Minnesota is losing a pipeline that carries 40 percent of the state's propane, and the fuel industry is scrambling to avoid supply problems next year for an estimated 230,000 homes, farms and businesses that depend on the product.
Propane wholesalers are building or converting fuel terminals to accept deliveries by train instead of by pipeline, expanding propane storage, leasing more tankers and trying to manage a more-complicated supply chain.
"It is a high-priority issue," said Minnesota Commerce Commissioner Mike Rothman, who joined about 40 propane industry executives at a meeting in Gov. Mark Dayton's office last month to discuss the private sector's response to the problem.

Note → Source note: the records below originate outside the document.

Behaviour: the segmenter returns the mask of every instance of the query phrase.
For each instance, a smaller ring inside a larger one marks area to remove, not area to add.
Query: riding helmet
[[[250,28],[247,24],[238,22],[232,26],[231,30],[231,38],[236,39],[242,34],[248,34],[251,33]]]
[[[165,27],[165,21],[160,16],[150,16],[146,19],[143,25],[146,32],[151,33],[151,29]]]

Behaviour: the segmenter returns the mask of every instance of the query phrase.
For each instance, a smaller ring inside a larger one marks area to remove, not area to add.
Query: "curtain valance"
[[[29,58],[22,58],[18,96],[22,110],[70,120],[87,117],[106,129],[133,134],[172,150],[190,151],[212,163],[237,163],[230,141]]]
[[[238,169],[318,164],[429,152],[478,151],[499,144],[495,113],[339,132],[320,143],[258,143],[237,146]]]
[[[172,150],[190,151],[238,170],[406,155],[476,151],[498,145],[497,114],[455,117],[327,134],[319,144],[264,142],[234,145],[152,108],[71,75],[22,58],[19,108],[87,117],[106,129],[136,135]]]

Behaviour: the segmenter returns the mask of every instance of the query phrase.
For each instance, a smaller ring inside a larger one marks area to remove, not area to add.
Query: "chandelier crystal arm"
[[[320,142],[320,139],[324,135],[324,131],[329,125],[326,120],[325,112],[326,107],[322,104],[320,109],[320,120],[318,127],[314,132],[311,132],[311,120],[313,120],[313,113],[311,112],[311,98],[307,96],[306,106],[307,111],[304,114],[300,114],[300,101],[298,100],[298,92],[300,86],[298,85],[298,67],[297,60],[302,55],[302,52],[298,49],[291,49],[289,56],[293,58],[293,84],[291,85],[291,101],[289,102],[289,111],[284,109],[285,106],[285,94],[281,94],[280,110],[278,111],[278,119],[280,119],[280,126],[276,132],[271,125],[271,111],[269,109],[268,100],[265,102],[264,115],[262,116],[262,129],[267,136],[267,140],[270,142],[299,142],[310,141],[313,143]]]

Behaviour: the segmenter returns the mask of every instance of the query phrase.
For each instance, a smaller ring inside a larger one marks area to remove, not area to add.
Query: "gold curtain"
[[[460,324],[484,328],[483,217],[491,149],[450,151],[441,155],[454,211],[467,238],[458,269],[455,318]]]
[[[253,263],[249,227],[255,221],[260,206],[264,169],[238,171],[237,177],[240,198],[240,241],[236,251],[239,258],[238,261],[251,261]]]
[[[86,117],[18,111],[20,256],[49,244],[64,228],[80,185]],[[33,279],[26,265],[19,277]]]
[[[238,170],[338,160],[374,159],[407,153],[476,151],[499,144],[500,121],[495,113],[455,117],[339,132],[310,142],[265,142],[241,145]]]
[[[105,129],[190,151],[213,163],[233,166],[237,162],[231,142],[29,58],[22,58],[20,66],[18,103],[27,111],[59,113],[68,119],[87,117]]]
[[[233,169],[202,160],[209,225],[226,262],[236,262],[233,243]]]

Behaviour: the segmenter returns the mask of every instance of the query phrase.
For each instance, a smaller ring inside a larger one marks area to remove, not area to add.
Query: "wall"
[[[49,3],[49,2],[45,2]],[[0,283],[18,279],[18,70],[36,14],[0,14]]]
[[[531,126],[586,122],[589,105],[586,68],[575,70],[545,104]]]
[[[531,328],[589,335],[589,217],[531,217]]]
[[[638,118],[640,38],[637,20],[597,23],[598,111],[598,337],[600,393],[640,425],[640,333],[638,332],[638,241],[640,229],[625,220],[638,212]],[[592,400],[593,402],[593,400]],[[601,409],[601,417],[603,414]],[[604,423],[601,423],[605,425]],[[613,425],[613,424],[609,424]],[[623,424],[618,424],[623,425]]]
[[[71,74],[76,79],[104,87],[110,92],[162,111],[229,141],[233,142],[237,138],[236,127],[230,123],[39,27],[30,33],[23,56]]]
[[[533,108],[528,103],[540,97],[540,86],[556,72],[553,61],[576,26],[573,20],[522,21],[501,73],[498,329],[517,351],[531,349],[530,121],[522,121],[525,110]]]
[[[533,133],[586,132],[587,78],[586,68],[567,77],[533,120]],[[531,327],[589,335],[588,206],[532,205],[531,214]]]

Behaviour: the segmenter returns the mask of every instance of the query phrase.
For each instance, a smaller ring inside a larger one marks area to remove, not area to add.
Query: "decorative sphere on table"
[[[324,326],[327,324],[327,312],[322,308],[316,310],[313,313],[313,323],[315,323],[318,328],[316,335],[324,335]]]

Pipeline operator Kinder Morgan will halt propane shipments from Canada next April on its 1,900-mile Cochin pipeline that passes through Minnesota. For 35 years, it has delivered propane, also known as LP gas, to terminals in Benson and near Mankato.
Propane is more than a convenient back-yard barbecue fuel in Minnesota. In large parts of the state not served by natural gas suppliers, homeowners depend on trucked-in propane for heat, and demand is high all winter. Agriculture uses about 30 percent of the state's propane; after a big harvest, demand can spike as farmers dry their corn.
But Canada is producing less propane, and sending less of it down the Cochin pipeline. So its Houston-based operator is spending $260 million to reverse the line's direction. Instead of propane, the pipeline will carry light petroleum condensate from the United States for use by Canada's booming oil industry.
Propane industry officials have been preparing for the switch for a year. The implications became clearer to others this fall when Minnesota farmers struggled to get adequate propane to dry a record corn crop. Industry officials are trying to avoid a repeat of those headaches if harvest-related demand for propane jumps next fall when Cochin is gone.
"There is no propane shortage," said Jason Doyle, president of Alliance Energy Services, based in North Kansas City, Mo., and operator of 75 propane terminals in North America. "We always have plenty of propane, but it is not always in the right places."